TOUSA Reversed: Victory for the Capital Markets and Rescue Financings
In a 113-page decision issued on February 11 (the “District Court Decision”), the United States District Court for the Southern District of Florida (Gold, J.) delivered a blistering rebuke to the Florida Bankruptcy Court (Olson, J.) when it quashed the portions of the famous / infamous 2009 TOUSA decision (the “Trial Decision”) holding the so-called “Transeastern Lenders” liable for fraudulent transfers in connection with TOUSA’s July 31, 2007 financing transactions (the “July 31 Loans”).1 While there are three substantial caveats that must be noted (see below), the District Court Decision comprises an overwhelming affirmance of the validity and appropriateness of capital market financings (including rescue financings) for corporate groups that include subsidiary guarantees of the parent company’s financial indebtedness.
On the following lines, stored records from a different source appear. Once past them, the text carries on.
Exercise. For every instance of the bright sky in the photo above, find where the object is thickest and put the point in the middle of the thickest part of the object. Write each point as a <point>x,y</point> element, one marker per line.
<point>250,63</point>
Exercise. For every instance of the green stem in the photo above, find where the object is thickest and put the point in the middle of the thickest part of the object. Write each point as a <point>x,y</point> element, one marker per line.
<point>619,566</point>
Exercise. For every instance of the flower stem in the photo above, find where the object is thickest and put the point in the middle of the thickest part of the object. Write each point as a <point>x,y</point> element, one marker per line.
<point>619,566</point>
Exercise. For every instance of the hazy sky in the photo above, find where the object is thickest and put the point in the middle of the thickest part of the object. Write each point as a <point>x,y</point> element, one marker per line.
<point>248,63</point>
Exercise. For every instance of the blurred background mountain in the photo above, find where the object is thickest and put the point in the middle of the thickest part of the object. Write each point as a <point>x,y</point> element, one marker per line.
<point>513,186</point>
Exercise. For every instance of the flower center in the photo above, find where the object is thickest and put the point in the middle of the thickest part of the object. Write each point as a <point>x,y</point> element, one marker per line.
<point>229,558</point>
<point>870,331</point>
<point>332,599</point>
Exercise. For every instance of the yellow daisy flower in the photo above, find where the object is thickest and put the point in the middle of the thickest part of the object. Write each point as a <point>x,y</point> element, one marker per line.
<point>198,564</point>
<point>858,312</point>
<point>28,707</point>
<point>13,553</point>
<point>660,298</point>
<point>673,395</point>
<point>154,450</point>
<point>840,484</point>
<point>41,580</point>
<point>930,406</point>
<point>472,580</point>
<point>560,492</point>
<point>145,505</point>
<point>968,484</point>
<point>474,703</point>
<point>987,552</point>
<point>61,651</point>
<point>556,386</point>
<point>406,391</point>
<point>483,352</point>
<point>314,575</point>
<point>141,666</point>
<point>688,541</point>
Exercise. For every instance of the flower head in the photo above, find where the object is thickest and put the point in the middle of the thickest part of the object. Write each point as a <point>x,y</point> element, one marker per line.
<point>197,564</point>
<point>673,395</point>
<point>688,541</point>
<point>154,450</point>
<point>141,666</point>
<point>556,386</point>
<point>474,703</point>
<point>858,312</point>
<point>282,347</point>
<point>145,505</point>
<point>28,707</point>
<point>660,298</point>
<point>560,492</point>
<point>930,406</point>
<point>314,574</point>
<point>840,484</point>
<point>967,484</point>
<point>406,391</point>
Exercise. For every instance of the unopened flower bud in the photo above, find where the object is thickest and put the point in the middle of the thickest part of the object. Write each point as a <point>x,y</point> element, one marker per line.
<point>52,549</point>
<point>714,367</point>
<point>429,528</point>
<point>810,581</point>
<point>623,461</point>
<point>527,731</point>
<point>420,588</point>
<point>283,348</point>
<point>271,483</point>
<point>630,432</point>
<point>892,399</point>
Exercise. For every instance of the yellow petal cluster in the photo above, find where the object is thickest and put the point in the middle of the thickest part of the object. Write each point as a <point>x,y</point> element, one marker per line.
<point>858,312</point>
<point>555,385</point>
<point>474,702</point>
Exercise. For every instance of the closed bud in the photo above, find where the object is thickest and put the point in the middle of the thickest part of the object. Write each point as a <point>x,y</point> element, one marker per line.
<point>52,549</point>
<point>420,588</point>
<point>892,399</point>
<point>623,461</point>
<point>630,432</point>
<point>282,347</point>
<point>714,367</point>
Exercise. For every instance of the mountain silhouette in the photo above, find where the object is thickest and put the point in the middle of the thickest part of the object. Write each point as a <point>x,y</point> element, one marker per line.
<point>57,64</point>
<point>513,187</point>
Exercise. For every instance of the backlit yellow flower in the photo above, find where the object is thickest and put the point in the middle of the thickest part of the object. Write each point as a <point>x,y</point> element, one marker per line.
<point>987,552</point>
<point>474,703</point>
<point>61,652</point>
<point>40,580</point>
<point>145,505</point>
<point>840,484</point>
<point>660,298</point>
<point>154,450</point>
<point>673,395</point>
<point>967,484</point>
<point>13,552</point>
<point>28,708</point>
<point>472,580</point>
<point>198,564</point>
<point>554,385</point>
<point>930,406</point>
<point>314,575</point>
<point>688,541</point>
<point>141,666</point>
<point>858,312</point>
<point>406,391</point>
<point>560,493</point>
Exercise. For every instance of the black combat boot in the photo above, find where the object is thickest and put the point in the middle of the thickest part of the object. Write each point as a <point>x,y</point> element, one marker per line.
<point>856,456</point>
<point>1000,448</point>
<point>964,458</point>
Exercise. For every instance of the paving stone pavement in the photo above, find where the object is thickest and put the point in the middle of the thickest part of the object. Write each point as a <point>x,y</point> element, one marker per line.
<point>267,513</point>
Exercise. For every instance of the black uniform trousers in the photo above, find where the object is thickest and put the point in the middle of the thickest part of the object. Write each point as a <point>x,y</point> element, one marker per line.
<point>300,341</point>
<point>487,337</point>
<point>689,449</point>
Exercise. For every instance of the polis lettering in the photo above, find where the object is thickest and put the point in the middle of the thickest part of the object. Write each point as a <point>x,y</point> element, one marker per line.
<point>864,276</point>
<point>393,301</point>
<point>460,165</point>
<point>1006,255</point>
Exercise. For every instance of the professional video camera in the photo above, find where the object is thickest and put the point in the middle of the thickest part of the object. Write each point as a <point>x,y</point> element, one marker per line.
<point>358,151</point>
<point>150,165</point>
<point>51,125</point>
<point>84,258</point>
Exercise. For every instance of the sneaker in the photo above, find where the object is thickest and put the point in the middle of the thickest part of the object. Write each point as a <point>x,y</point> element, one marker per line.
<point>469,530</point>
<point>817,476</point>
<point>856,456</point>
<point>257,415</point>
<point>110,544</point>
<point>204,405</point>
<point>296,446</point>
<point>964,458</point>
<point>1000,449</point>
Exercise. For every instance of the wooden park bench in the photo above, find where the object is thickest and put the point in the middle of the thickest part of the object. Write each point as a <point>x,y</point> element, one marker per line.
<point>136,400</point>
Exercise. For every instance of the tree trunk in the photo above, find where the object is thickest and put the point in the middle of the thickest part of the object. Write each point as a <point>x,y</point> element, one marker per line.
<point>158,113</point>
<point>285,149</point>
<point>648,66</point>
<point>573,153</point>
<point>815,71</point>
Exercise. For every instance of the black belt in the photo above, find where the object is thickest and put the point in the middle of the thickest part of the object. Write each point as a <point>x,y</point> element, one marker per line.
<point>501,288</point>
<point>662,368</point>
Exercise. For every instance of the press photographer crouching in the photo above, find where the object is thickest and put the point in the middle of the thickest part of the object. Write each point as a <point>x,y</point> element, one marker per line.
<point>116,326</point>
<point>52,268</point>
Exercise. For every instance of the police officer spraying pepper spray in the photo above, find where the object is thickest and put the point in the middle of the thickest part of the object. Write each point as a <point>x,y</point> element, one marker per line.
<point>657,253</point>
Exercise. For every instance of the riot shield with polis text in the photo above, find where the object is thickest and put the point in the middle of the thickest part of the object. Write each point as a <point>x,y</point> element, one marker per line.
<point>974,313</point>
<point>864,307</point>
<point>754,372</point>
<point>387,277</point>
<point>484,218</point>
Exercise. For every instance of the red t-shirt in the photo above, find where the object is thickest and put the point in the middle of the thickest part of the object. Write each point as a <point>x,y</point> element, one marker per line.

REASONABLY EQUIVALENT VALUE
The July 31 Loans consisted of (1) $500 million of new first lien and second lien term debt and (2) an amended and restated revolving debt agreement. The Transeastern Lenders received a majority of the proceeds of the July 31 Loans to pay off a valid pre-existing debt, but were ordered to disgorge those proceeds in the Trial Decision on the basis that they were bad faith recipients of a fraudulent transfer. No decision has yet been rendered in the separate appeals filed by the so-called “First Lien Lenders” and “Second Lien Lenders” (the “Lender Appeals“), but if District Judge Jordan adopts District Judge Gold’s findings and conclusions, the Lender Appeals should similarly result in reversal of the Bankruptcy Court’s fraudulent transfer findings against the First and Second Lien Lenders.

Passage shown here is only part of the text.